En 1959 André Malraux entonces ministro de Cultura era el director del Festival. Abrió la competición con una nueva generación de directores como François Truffaut, galardonado por Los cuatrocientos golpes en 1959. Durante ese decenio participaron otras obras innovadoras, valientes y comprometidas como Hiroshima mon amour (1959) y la Guerre est finnie (1966) de Alain Resnais, Le joli mai de Chris Maker, y La Religieuse de Jacques Rivette (1966). Esta proyección se viviría como un escándalo junto con La Dolce Vita de Federico Fellini, L'Avventura de Antonioni y Viridiana de Buñuel en 1961. En este periodo Robert Favre Le Bret, entonces el Delegado General del certamen, empezó a recorrer el mundo en busca de nuevas películas que enriquecieran el Festival y que le dieron el carácter universal que hoy conocemos.

Pagando las invitaciones a las estrellas como Bette Davis, John Wayne o Kirk Douglas a la Croisette, se iniciaría una práctica que continuaría hasta hoy y que en su momento ayudó a dar a conocer las películas de Hitchcock, Visconti o Fellini.

Del 10 al 11 de mayo de 1968 Francia, que vivía el mes más agitado de su historia, convirtió el Festival en un altavoz de su protesta. Los miembros del jurado abandonaron su puesto, los realizadores retiraron su películas y el 19 de mayo de 1969 al mediodía, el Festival fue interrumpido durante la proyección de la película de Carlos Saura Peppermint frappé, por Louis Malle, François Truffaut, Jean-Luc Godard, Claude Berri, Milos Forman, Roman Polanski y Claude Lelouch.

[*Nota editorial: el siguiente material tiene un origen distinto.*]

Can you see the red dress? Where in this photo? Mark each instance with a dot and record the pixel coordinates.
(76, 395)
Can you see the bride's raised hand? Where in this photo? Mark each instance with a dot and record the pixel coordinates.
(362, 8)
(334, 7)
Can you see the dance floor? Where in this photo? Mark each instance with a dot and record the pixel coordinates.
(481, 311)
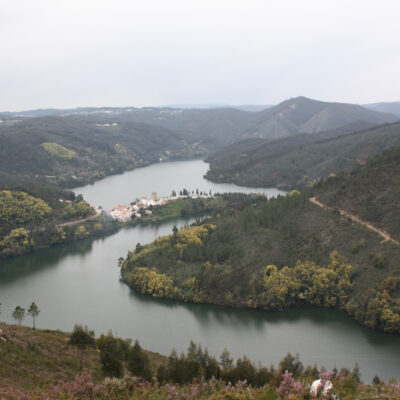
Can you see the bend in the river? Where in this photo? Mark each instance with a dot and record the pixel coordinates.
(79, 283)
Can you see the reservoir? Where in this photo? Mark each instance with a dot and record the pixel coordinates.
(79, 283)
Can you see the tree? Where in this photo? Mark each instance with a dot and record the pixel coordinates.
(226, 360)
(138, 362)
(82, 338)
(19, 314)
(111, 356)
(33, 311)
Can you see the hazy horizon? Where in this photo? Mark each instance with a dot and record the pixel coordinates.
(69, 54)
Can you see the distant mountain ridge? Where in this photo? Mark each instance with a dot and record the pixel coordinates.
(387, 107)
(303, 115)
(296, 161)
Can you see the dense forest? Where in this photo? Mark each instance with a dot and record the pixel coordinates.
(372, 192)
(283, 252)
(72, 151)
(300, 160)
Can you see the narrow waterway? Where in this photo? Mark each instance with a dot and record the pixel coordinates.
(79, 283)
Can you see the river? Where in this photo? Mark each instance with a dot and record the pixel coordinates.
(79, 283)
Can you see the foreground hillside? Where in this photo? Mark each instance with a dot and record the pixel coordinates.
(52, 365)
(281, 253)
(297, 161)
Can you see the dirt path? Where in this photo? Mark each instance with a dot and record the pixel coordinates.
(385, 235)
(78, 221)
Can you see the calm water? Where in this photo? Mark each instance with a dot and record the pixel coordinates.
(159, 178)
(79, 283)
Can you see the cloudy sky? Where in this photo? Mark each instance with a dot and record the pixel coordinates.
(71, 53)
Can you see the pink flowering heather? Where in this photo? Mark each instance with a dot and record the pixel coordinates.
(289, 385)
(82, 386)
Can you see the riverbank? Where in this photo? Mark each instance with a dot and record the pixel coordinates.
(25, 351)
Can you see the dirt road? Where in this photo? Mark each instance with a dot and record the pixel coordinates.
(385, 235)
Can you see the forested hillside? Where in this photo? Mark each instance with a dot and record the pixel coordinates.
(371, 192)
(70, 151)
(284, 252)
(298, 161)
(303, 115)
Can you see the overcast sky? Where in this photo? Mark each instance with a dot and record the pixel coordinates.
(135, 53)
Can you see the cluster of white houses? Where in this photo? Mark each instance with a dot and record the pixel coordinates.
(142, 205)
(137, 208)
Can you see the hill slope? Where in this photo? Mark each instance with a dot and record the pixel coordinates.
(303, 115)
(70, 151)
(299, 160)
(224, 261)
(389, 107)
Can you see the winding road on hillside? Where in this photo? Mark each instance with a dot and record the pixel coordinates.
(385, 235)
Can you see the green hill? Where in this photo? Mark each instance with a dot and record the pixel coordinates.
(371, 192)
(297, 161)
(70, 151)
(303, 115)
(42, 364)
(314, 255)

Al margen de la Selección oficial, dos selecciones independientes vieron la luz en estos años: la Semana Internacional de la Crítica en 1962 y la Quincena de los directores en 1969, selecciones que continúan hasta hoy.

Es así como el Festival fue sobreviviendo a la Historia y forjando una ciudad que vive principalmente por ser escenario de la industria del cine, con sus palacios y congresos creados exclusivamente para albergar una vez al año, uno de los festivales más importantes del mundo.

El Festival de Cannes nos descubre cada año películas que seguramente no habríamos conocido nunca, por ser películas de poca proyección y que difícilmente nos llegarían si no fuera por esa gran pantalla que es Cannes durante 1o días. Al igual que los libros, el cine nos abre la mirada al mundo, delegando como un sueño nuestros sentidos durante unas horas.